The big gay news lately is Manhunt.net, the web site where men go to find other men to have sex with. Manhunt basically consists of pages and pages of profiles with small photos and a few lines of text running the gamut from those who are seeking love, romance, dinner and a movie-type dates ("I know Mr. Right is out there somewhere") to graphic solicitation ("BB bottom cumdump seeks NSA loads"). It tilts pretty hard toward the direct appeals. Men will be men.
There's an article in the new issue of Out Magazine called, "Has Manhunt Destroyed Gay Culture?" and yesterday it was in the news that the owner of Manhunt is a Republican who has donated money to John McCain's campaign. All the gay blogs are talking about it.

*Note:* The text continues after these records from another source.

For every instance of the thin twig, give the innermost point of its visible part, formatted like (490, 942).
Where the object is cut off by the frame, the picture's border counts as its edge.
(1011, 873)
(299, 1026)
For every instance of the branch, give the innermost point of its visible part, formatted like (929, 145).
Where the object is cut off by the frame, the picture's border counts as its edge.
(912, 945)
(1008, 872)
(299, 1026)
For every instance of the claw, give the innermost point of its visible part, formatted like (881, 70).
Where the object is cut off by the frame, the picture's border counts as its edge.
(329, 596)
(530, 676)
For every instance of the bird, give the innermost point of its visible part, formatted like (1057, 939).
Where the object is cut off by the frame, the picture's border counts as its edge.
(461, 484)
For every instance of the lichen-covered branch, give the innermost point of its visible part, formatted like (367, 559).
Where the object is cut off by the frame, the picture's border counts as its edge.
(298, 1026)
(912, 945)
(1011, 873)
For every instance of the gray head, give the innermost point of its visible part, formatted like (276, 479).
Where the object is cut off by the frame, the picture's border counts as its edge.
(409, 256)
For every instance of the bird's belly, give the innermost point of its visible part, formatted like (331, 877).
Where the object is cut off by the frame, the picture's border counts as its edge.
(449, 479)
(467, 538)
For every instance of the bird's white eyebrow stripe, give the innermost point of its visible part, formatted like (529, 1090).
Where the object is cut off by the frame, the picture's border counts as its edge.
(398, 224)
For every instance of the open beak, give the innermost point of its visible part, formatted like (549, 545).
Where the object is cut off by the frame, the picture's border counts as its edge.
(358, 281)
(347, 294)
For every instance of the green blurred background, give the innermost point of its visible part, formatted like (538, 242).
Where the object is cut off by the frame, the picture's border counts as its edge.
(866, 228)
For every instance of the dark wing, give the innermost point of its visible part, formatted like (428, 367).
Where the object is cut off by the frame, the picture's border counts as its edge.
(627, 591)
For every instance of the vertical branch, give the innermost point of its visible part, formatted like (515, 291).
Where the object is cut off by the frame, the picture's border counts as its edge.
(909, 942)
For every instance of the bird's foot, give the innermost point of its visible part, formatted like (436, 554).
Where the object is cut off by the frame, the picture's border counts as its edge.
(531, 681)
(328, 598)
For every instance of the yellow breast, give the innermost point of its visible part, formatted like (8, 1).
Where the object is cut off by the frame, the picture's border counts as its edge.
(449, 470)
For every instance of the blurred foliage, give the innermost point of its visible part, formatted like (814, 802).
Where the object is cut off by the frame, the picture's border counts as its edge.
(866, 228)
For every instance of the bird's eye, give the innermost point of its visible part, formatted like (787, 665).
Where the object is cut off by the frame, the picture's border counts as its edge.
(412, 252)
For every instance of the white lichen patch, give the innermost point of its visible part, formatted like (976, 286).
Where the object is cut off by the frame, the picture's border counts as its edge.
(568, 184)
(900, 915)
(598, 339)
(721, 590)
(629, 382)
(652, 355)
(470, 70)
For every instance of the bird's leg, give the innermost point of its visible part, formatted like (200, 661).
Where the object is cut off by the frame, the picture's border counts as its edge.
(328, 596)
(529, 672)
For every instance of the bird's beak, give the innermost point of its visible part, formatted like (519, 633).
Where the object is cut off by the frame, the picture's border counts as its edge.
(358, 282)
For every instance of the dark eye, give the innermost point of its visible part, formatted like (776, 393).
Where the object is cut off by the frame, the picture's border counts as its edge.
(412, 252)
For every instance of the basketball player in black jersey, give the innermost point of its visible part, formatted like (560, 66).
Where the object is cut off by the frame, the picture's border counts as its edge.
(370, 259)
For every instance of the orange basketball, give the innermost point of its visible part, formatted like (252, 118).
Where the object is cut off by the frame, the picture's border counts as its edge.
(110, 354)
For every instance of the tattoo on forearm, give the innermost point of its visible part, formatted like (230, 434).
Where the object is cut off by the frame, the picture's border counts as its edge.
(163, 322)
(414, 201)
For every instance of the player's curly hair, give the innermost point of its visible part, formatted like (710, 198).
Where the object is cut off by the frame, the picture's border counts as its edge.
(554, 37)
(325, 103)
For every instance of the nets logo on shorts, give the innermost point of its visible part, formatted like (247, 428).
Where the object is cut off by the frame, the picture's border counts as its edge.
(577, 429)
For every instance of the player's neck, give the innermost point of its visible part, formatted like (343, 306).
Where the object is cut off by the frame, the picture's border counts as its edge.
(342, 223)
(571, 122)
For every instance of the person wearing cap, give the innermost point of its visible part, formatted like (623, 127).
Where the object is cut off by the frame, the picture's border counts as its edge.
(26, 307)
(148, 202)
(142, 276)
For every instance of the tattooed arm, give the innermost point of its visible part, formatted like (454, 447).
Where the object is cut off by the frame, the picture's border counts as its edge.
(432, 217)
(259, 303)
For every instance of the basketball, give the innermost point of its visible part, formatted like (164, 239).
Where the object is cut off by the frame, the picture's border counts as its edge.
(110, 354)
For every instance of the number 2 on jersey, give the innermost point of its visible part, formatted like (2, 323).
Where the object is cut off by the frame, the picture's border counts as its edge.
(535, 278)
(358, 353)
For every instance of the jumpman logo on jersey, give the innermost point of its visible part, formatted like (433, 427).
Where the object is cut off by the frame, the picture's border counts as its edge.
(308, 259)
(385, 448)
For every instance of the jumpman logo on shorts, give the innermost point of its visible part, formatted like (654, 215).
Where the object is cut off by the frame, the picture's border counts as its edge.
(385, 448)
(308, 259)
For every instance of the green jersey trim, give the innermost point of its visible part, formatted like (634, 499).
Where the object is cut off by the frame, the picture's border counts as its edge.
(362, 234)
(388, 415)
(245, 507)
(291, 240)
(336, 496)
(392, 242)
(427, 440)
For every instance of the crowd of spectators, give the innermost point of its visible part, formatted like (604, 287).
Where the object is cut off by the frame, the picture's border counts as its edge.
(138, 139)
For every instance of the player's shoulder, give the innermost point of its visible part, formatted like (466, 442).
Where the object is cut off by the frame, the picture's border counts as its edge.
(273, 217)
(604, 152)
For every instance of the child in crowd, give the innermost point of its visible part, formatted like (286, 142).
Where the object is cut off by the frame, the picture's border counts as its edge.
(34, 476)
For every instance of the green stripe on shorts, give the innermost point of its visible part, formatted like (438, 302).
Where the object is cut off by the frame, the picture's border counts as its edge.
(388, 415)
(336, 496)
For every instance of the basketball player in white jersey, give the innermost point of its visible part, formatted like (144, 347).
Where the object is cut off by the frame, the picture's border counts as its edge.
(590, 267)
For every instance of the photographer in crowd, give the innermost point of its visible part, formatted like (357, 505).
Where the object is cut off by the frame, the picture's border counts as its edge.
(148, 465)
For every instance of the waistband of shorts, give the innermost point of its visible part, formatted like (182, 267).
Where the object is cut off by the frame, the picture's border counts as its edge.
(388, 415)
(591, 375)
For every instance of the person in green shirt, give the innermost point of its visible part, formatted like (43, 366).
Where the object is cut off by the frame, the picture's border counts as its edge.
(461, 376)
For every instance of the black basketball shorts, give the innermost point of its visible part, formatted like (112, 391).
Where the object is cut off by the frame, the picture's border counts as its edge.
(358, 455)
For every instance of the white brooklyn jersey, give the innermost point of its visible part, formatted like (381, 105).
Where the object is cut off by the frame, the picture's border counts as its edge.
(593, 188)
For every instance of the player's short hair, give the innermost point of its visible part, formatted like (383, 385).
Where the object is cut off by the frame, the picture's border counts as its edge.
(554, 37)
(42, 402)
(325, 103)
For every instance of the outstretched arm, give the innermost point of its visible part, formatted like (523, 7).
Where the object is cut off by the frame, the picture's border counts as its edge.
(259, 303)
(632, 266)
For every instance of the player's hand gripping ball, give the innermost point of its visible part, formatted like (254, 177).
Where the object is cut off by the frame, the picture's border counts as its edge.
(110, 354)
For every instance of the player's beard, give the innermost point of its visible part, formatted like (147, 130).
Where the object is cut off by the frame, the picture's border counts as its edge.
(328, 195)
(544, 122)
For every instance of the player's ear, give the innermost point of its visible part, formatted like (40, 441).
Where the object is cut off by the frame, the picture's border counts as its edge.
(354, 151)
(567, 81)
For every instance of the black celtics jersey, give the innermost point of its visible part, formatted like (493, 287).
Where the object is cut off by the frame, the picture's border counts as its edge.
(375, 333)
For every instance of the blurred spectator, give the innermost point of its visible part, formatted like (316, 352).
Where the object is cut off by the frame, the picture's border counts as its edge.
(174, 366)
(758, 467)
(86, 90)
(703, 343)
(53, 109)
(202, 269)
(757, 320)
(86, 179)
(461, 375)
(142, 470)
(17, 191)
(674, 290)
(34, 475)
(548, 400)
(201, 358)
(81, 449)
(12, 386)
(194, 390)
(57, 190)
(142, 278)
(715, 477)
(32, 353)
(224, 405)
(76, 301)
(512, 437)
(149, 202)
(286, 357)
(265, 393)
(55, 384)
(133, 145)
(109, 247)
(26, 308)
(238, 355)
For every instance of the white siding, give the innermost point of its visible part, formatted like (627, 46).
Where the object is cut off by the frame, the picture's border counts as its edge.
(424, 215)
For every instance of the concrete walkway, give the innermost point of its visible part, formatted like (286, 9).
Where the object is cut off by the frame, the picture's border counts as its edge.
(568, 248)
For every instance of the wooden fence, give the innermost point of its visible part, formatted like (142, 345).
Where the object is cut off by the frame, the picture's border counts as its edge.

I'll offer a couple random thoughts (which I posted as a comment to the post in The New Gay). There are so many aspects of this issue -- cultural, personal, political -- that it's hard to tease out a point of view.
Just think about two guys cruising Manhunt: one is there because he's deeply ashamed, married and closeted, desperate for the touch of another man, and this is the only way he knows. The other one is Out, sex-positive, and believes that sex is a political act and a fundamental right. (I think you get the same extremes with people who cruise parks or public bathrooms.) Pride is not the opposite of shame, it's the other side of the coin.
There's also a practical consideration. Heterosexual men live in a world where 97% of the women they encounter could at least theoretically, potentially be attracted to them. Homosexual men live in a world where 97% of the men they encounter would not under any circumstances be attracted to them and in fact a large percentage of them would be hostile or repulsed by the suggestion. As gay men, we look for and create situations where the probability of sex is higher. We want better odds.
We need places to find each other, and it's easier to sit in front of the computer at home than it is to sit in a bar. The Internet is a horny man's dream come true. But I don't think I like this development. Alcoholics are much more fun than Internet addicts.